Welch Schauspiel! aber ach! ein Schauspiel nur!

Die Erkenntnis kann nicht mehr sein als Bild des Lebens. Faust will nicht ein Bild des Lebens; er will das Leben selbst. - So wendet er sich dem Zeichen des Erdgeistes zu. In diesem Zeichen hat er vor sich ein Sinnbild des ganzen unendlichen Menschenwesens, wie dieses ist durch die Kräfte der Erdenwirksamkeit.
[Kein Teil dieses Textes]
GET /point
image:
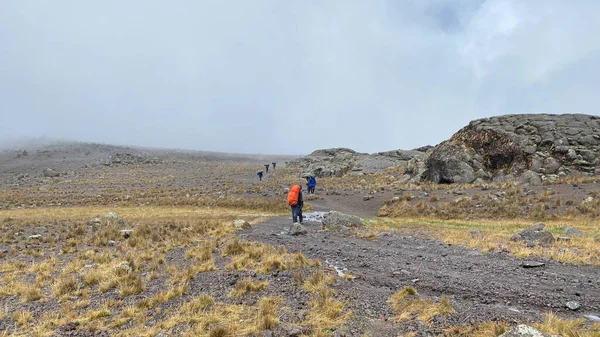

Das Sinnbild ruft in seiner Seele die Anschauung wach von allem, was der Mensch an unbegrenzter Wesenheit in sich trägt, was ihn aber betäuben müsste, wenn er es nicht auseinandergezogen in die Bilder der im Leben sich offenbarenden Erkenntnis, sondern zusammengezogen in die Wahrnehmung eines einzigen Erkenntnis-Augenblickes empfänge.

In der Erscheinung des Erdgeistes tritt vor Faust, was der Mensch in Wirklichkeit ist, was aber betäubend wirkt, wenn es nicht in der abgeschwächten Spiegelung der Erkenntniskräfte in das Bewusstsein eintritt. Gewiss nicht in philosophischer Form, wohl aber in einer lebendigen Erkenntnisempfindung war in Goethe die geistige Angst, welche den Menschen überkommt bei dem Gedanken: was wird mit mir, wenn das Rätsel meines Daseins mir plötzlich anschaulich wird, ich es aber erkennend nicht bewältigen kann!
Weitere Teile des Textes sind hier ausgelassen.